Sun HPC 3.0 SCI Guide

Chapter 6 SCI Interface Troubleshooting

SCI Switch

General Hardware Inspection

Perform the following checks to determine the physical state of various SCI subsystem components. Verify that:

All SCI scrubber jumpers are properly set, depending on the cluster topology.
All SCI cables are properly seated.
All SCI switches have power applied
No SCI status LEDs are red--see Table 6-1 and Table 6-2

SCI Switch Status LED Locations

Clusters with three or four nodes can be connected through one or two SCI switches. The switch status LEDs provide information that can be used to troubleshoot SCI switch failures (Figure 6-1). Guidelines for interpreting these LEDs are provided in "Port Status LEDs"" and "General Switch Status LED".

Figure 6-1 SCI Status LED Locations

Port Status LEDs

The four port status LEDs located on the switch front panel can be used to troubleshoot individual port failures (Table 6-1).

Note -

A switch port sync error can result from a cable being removed.

Table 6-1 SCI Switch Port Status LEDs


Situation	Port LED Status
No power	All four LEDs not lit
Fatal switch errors: fatal hardware error, temperature to high, fan(s) not operative, power supply problem	All four LEDs red
Port errors: SCI cable out, sync error	Associated port LED is red
Port operative, no transactions	Associated port LED is green
Port operative, with transactions	Associated port LED is blinking green

General Switch Status LED

The switch status LED located on the rear panel indicates overall switch failures (Table 6-2).

Table 6-2 SCI Switch Rear Panel LED


Situation	LED Status
Fatal switch errors: fatal hardware error, temperature too high, fan(s) not operative, power supply problem	Red
Switch operational	Green

The `get_ci_status` Command

You can use the results of the get_ci_status command to troubleshoot clusters that have SCI switches. For example, for the configuration in Figure 6-2, if the get_ci_status command is used on interconn1, a typical output would be:

# /opt/SUNWsma/bin/get_ci_status
sma: sci #0: sbus_slot# 1; adapter_id 8 (0x08); ip_address 1; switch_id# 0; port_id# 0; Adapter Status - UP; Link Status - UP
sma: Switch_id# 0
sma: port_id# 1: host_name = interconn2; adapter_id = 72; active | operational
sma: port_id# 2: host_name = interconn3; adapter_id = 136; active | operational
sma: port_id# 3: host_name = interconn4; adapter_id = 200;inactive|inoperational
#

In this example, the line

sma: port_id# 3: host_name = interconn4; adapter_id = 200;inactive|inoperational

indicates that the path between SCI switch 0, port 3 and interconn4 is inactive and not operational.

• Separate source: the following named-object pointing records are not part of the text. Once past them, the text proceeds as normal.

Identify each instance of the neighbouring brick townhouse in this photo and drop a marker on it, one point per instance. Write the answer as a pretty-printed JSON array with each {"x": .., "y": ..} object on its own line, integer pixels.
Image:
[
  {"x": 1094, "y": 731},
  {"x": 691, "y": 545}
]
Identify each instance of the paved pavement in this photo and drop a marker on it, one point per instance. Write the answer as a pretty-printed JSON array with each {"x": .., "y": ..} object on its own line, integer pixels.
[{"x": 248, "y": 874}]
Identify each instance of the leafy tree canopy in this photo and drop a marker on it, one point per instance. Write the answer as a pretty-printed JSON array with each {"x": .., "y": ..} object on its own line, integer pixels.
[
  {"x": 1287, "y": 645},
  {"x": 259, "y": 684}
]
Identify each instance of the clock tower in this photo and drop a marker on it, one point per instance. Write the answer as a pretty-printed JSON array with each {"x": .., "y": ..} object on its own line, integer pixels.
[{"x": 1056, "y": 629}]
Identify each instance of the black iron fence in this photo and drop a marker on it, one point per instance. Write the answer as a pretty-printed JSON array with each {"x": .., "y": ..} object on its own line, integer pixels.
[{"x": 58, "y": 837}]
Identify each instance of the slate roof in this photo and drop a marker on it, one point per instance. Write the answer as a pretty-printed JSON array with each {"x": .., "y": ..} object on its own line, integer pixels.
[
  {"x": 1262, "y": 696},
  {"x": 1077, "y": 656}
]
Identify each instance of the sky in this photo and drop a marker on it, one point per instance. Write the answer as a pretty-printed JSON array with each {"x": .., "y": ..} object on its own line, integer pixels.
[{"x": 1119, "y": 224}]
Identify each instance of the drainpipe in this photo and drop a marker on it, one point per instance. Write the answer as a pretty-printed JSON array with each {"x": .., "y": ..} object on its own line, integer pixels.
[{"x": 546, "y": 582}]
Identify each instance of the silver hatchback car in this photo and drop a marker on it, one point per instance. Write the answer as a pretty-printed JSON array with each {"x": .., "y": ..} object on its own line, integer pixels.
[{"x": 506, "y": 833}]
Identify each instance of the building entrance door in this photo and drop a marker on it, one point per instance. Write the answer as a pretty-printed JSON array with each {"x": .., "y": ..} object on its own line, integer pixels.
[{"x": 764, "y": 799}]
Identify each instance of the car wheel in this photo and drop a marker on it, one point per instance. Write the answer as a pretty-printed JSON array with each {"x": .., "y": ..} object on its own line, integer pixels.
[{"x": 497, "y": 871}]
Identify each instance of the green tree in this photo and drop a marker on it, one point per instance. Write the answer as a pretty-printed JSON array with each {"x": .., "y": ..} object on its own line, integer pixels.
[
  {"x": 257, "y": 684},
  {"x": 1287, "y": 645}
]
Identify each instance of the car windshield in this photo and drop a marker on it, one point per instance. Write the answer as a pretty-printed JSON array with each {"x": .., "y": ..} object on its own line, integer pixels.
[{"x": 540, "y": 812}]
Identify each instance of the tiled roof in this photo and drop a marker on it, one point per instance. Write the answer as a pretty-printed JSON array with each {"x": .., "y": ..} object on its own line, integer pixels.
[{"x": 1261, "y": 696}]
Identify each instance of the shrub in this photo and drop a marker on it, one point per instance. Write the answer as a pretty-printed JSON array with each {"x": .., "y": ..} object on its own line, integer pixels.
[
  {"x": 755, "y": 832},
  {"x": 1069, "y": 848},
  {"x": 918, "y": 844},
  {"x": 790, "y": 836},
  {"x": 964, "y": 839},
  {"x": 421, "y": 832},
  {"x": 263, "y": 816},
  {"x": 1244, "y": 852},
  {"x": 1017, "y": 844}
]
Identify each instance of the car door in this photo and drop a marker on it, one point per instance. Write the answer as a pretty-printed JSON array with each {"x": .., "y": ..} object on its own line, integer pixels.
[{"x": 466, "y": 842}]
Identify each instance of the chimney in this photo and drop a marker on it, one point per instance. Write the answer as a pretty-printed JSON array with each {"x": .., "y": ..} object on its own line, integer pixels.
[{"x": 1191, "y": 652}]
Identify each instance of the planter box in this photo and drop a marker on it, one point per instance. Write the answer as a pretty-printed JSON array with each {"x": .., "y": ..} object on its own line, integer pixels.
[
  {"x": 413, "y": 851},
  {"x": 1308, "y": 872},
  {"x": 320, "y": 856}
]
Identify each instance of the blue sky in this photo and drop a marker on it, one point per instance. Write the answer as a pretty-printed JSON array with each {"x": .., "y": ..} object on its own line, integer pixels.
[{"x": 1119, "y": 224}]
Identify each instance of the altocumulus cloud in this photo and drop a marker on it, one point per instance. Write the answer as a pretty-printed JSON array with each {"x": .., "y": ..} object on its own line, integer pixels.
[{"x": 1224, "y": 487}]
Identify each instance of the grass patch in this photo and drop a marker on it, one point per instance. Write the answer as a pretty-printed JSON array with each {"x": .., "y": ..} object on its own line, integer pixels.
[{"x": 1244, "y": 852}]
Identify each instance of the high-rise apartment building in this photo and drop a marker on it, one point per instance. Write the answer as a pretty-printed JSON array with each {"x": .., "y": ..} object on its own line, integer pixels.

Figure 6-2 Typical Four-Node Configuration with an SCI Switch

In this instance, if the get_ci_status command were run on all four nodes, and if the same path was inactive and inoperative between SCI switch 0, port 3 and interconn4, it is more than likely that either the SCI switch 0, port 3, the cable, or the interconn4 host adapter is faulty.

However, if the get_ci_status command indicates that the same path is inactive and inoperative for one node only, such as in the instance of interconn1, then it is more than likely that either the interconn 1 host adapter, the cable, or SCI switch 0, port 0 is faulty.

Note that some aspects of the get_ci_status command output, such as host names, will vary according to your configuration.

Client Net Failure

System console messages will identify the specific port that has failed. Otherwise, for information on test commands as well as additional troubleshooting, refer to the documentation that came with your client network interface card.

Incorrect Software Configuration

Make sure that:

The working copy of the sm_config template file correctly matches the hardware configuration and cluster topology.

sm_config ran successfully on only one of the cluster nodes.

All nodes were rebooted after sm_config was executed.

Incorrect Firmware

If an SCI adapter cardSCI adapter card is loaded with the wrong firmware, the SCI cards will not be detected upon system power-on or reboot/reset.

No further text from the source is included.